One of the most emphasized conclusions of the study concerns the prognostic effect of high-volume vs low-volume centers regarding the risk of PFS. This issue remains a matter of ongoing debate. The prospective COG study mentioned earlier with 107 cases of PFS did not find any correlation between the size of neurosurgical centers and the rate of PFS.3 In the current study, with St Jude Children’s Hospital accounting for nearly 40% of patients of high-volume centers and 28 centers accounting for the remaining 60%, interpretation of these data is challenging, as the proportion of St Jude patients may account for a statistical bias.

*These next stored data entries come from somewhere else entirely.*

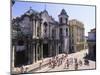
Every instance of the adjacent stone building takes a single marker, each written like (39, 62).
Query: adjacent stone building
(92, 44)
(76, 41)
(36, 35)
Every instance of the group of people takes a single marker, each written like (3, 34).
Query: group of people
(56, 61)
(67, 61)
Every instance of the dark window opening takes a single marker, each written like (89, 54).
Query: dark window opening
(20, 42)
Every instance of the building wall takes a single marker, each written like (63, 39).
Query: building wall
(76, 29)
(92, 43)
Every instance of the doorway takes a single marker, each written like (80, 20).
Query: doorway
(45, 50)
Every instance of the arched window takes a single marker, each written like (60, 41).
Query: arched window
(20, 42)
(45, 28)
(61, 20)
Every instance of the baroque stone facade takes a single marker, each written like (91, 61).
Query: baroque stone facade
(36, 35)
(92, 44)
(76, 29)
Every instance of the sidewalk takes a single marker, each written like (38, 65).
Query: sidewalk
(34, 66)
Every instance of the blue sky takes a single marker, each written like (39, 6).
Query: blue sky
(85, 14)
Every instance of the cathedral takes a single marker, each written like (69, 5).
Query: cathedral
(36, 35)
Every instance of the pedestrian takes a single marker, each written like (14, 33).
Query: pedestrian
(67, 63)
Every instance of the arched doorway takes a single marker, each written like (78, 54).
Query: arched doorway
(20, 54)
(45, 50)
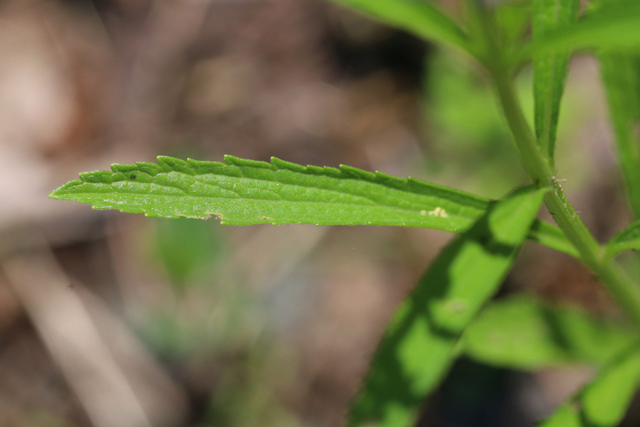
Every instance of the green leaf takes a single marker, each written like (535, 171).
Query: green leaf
(242, 192)
(621, 77)
(420, 17)
(419, 343)
(525, 333)
(629, 238)
(614, 26)
(550, 70)
(604, 401)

More studies are needed to confirm these findings, although the positive impact of larger centers has already been emphasized in the management of medulloblastoma patients.8 Regardless, the strength of this work is the opportunity to give a new tool to pediatric neuro-oncologists and neurologists that can guide them in the management of this complex and challenging syndrome. Importantly, it emphasizes the need to thoroughly assess PFS patients early on to accurately evaluate their severity.

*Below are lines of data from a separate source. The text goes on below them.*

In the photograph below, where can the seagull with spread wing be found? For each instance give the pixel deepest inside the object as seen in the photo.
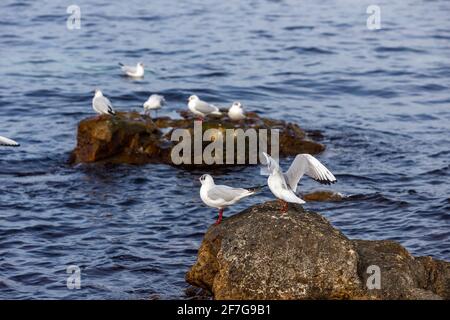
(284, 185)
(221, 196)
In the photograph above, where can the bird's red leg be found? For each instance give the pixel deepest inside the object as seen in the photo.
(219, 219)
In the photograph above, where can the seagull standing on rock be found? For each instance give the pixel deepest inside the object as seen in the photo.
(101, 104)
(220, 196)
(134, 72)
(202, 108)
(154, 102)
(236, 113)
(284, 185)
(8, 142)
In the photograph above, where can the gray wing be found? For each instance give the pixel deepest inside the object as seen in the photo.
(227, 193)
(104, 105)
(8, 142)
(307, 164)
(204, 107)
(129, 69)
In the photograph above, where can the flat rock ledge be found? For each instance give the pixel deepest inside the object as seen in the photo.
(261, 254)
(133, 138)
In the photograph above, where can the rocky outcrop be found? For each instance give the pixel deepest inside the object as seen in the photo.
(130, 137)
(262, 254)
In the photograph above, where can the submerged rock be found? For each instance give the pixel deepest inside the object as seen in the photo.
(130, 137)
(262, 254)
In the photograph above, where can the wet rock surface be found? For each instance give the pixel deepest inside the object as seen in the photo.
(262, 254)
(132, 138)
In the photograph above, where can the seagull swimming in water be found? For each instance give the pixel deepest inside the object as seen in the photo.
(8, 142)
(154, 102)
(134, 72)
(236, 112)
(220, 196)
(284, 185)
(101, 104)
(202, 108)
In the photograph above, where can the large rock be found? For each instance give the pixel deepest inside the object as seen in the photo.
(133, 138)
(262, 254)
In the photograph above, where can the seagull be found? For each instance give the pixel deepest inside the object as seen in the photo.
(202, 108)
(236, 112)
(154, 102)
(284, 185)
(101, 104)
(8, 142)
(220, 196)
(134, 72)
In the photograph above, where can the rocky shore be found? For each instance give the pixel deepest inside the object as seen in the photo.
(262, 254)
(132, 138)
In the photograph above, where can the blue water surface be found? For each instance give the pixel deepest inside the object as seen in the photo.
(380, 97)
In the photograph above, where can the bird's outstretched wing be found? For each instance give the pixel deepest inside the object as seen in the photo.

Over the last decades, efforts have been made by various cooperative groups and institutions to identify factors predicting the risk of PFS, with none having been able to have a robust validation. The results from a prospective Nordic study attempting to focus on prognostic variables and to study the role of preoperative steroids are awaited.9 Having now identified PFS as a major issue in the management of medulloblastoma patients, there is a need to develop clinical trials that can address all unanswered PFS-related questions and integrate the neurosurgical management into cooperative medulloblastoma protocols. This requires a close cooperation between oncologists and neurosurgeons with the aim to ultimately decrease the incidence of this complication. This includes an insight into surgical techniques including surgical routes (telovelar vs transvermian), the use of ultrasonic aspirator and fixed retractor systems, the use of intraoperative ultrasonography, and/or the administration of preoperative corticosteroids. In this context, it may also be important to discuss alternative strategies for high-risk patients, including the use of neoadjuvant therapy. There is also a need to develop specific interventions for patients with PFS. So far, only anecdotal case reports have suggested the potential benefit of agents such as bromocriptine or zolpidem.10 However, with a rate of 25% or more in this population, there is clearly an opportunity to develop specific interventions aiming at improving both the short-term recovery and the long-term outcome of PFS. Ignoring PFS would be a mistake, as this complication accounts for much of the long-term neurological and neurocognitive morbidity seen in medulloblastoma survivors and there is an urgent need to focus on interventions that can mitigate the incidence and the impact of this complication.

Conflict of interest statement. The text is the sole product of the authors and that no third party had input or gave support to its writing.